Я кручу головой и шарю руками по лицу. Вся его поверхность покрыта толстым слоем какой-то жирной мази, в области глаз — повязка из плотной ткани.
Мои руки, размазывающие эту слизь по лицу, хватают чьи-то теплые пальцы и отводят в сторону. Я слышу недовольное бурчание над головой. Ничего не понимаю и ору:
— Почему на мне это? Что со мной? Зачем эта повязка? Снимите ее! Я хочу видеть!
От бормотания в ответ на мои крики мне становится еще хуже. Я различаю нечто вроде: " Если бы это было возможно…", начинаю метаться в панике, хватаю ртом воздух и вместе с ним захлебываюсь горьковатой, пахнущей мятой жидкостью, из ниоткуда появившейся у моих губ. Еще пара секунд проходит в борьбе с невидимыми руками, самим собой, повязкой и действием влитого в меня зелья.

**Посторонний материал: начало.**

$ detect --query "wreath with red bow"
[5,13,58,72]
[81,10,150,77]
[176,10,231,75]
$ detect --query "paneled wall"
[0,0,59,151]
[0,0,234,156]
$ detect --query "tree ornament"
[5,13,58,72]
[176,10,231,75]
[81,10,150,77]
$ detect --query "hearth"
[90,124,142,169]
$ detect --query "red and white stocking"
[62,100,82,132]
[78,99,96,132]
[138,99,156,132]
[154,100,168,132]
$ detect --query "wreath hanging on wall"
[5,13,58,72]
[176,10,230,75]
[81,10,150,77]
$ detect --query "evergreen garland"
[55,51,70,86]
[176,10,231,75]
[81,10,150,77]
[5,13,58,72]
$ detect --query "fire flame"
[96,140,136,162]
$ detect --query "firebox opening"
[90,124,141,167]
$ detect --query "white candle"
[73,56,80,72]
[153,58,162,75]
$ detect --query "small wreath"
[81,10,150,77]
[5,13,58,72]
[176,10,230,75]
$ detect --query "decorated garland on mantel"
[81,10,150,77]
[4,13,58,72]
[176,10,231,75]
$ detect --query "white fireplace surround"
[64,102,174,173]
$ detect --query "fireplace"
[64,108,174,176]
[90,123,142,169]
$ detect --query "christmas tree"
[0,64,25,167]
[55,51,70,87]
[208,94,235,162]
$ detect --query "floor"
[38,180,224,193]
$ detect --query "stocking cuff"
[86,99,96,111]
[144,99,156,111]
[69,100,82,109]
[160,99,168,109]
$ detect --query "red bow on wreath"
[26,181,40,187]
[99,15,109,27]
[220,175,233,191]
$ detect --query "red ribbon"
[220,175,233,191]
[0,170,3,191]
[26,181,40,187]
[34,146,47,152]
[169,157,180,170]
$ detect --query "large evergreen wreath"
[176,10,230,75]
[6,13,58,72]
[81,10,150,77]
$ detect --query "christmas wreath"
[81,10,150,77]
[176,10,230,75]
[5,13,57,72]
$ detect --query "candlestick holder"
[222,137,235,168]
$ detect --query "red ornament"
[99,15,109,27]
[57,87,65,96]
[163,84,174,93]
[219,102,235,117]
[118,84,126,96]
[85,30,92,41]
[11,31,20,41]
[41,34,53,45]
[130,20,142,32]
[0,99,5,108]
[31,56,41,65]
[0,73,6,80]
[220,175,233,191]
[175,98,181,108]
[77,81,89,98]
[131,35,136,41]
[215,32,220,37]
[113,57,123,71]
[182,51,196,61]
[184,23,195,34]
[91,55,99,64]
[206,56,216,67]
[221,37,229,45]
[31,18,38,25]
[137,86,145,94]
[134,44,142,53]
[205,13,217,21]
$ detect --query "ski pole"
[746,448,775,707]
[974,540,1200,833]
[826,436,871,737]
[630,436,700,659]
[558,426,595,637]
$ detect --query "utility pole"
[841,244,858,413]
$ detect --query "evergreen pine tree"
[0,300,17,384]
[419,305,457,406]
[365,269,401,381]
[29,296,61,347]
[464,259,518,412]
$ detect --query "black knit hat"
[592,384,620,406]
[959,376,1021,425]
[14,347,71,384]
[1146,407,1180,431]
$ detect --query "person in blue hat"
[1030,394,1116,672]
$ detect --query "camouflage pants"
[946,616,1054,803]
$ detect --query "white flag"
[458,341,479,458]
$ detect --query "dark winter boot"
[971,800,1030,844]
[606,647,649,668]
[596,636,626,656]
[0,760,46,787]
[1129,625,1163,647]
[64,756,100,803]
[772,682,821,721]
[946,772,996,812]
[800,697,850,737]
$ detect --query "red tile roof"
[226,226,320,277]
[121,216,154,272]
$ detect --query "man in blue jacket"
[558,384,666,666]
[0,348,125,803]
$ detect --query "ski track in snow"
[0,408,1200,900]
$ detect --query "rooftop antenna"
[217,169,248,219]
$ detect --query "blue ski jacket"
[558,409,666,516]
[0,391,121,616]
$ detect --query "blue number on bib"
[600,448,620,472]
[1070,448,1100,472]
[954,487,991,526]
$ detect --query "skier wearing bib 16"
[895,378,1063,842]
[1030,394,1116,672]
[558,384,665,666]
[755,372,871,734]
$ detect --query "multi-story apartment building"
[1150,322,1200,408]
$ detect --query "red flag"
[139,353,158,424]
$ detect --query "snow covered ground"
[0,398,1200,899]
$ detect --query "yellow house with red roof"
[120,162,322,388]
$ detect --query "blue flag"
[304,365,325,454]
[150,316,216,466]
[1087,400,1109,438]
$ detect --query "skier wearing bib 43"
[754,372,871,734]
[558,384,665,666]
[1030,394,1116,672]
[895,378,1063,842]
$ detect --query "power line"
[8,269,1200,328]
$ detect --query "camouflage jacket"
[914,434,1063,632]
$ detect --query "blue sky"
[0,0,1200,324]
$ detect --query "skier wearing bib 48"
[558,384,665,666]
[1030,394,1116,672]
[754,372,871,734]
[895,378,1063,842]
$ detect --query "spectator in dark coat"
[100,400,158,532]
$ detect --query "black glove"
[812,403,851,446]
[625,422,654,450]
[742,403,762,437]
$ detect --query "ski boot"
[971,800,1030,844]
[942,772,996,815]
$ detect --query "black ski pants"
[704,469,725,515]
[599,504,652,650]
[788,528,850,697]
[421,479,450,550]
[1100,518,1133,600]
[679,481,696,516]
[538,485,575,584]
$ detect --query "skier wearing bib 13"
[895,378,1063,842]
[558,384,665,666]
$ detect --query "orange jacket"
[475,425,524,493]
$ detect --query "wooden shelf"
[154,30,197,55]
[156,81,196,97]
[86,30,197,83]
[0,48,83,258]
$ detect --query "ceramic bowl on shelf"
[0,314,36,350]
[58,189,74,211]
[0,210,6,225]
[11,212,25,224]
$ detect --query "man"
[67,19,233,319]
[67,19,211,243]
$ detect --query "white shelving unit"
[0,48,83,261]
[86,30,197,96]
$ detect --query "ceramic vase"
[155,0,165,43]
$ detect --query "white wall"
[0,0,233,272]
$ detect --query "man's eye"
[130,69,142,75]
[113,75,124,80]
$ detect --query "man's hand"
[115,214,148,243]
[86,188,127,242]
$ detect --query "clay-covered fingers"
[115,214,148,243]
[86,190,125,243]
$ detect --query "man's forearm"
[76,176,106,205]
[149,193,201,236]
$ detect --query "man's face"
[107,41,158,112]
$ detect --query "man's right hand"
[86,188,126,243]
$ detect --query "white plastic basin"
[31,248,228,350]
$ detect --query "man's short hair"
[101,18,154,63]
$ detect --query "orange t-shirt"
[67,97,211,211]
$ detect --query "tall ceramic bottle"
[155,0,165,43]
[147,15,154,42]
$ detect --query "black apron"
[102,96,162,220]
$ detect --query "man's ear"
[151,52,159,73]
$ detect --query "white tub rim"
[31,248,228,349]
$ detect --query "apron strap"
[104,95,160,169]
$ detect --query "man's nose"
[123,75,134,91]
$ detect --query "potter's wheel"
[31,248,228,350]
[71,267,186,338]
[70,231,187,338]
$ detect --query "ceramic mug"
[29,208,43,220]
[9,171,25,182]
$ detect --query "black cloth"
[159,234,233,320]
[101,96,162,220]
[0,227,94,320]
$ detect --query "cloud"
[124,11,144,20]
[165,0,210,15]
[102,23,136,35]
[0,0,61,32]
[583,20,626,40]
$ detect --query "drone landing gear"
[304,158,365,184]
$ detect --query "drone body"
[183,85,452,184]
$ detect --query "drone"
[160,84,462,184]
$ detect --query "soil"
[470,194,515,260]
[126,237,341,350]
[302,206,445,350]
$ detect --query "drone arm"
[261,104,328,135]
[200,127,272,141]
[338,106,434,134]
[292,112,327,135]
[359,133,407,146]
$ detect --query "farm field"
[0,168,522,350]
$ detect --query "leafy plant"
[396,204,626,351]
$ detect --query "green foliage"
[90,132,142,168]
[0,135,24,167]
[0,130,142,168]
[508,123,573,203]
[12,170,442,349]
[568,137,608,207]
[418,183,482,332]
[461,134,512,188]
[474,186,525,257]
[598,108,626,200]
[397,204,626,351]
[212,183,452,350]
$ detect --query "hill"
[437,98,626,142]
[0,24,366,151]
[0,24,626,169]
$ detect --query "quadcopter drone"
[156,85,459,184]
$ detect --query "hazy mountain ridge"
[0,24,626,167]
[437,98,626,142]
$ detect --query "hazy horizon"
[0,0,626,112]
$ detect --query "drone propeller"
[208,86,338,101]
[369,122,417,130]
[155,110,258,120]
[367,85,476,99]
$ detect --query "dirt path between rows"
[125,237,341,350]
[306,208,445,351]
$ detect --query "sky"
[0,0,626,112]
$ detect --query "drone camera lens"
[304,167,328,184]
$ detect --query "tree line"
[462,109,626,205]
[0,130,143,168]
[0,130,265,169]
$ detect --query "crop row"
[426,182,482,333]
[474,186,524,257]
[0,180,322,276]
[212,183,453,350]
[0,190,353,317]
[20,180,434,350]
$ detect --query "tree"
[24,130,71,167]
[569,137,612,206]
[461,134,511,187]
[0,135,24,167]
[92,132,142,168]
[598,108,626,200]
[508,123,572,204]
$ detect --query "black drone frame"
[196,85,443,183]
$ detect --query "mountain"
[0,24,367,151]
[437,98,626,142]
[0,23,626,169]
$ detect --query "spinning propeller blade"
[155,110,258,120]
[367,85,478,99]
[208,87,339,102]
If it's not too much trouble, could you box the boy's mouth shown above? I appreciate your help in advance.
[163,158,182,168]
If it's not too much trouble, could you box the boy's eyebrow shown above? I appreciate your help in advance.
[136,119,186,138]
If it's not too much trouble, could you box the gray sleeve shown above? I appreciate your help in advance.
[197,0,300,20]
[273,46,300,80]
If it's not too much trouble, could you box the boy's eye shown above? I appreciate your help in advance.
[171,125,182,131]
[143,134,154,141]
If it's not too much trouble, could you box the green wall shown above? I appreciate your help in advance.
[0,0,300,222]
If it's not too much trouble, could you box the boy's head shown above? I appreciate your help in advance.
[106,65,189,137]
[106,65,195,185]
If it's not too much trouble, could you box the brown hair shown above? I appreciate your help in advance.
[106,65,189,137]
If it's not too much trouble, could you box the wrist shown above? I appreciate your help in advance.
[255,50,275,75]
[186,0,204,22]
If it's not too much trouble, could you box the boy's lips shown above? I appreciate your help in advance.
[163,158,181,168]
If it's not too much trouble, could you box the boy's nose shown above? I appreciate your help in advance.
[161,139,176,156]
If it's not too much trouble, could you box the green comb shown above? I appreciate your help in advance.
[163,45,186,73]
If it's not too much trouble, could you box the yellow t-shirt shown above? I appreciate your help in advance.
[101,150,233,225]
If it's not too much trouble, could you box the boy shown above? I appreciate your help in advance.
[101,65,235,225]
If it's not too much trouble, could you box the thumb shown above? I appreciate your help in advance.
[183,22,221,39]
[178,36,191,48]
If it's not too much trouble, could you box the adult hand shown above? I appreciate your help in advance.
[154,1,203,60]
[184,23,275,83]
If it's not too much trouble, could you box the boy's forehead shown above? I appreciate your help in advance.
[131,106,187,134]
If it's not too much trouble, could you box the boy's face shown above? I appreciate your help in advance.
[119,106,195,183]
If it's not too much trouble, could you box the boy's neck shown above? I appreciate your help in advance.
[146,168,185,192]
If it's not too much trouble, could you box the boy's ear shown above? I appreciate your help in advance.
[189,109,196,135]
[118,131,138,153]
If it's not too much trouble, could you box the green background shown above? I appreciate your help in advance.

Потом мне постепенно становится все равно, я слабею, отмахиваюсь уже реже и менее настойчиво, еще через минуту перед закрытыми глазами все кружится, и я проваливаюсь в благословенное забытье.
— Я не знаю этого, Гарри. Это какая-то старая магия, мне не приходилось с нею сталкиваться. Я делаю все, что в моих силах. Ваше лечение — результат консилиума лучших врачей среди колдомедиков, лучших врачей среди магглов. Хотя магглы в этом случае вообще разводят руками, так как настоящая причина кроется все же в мире магическом.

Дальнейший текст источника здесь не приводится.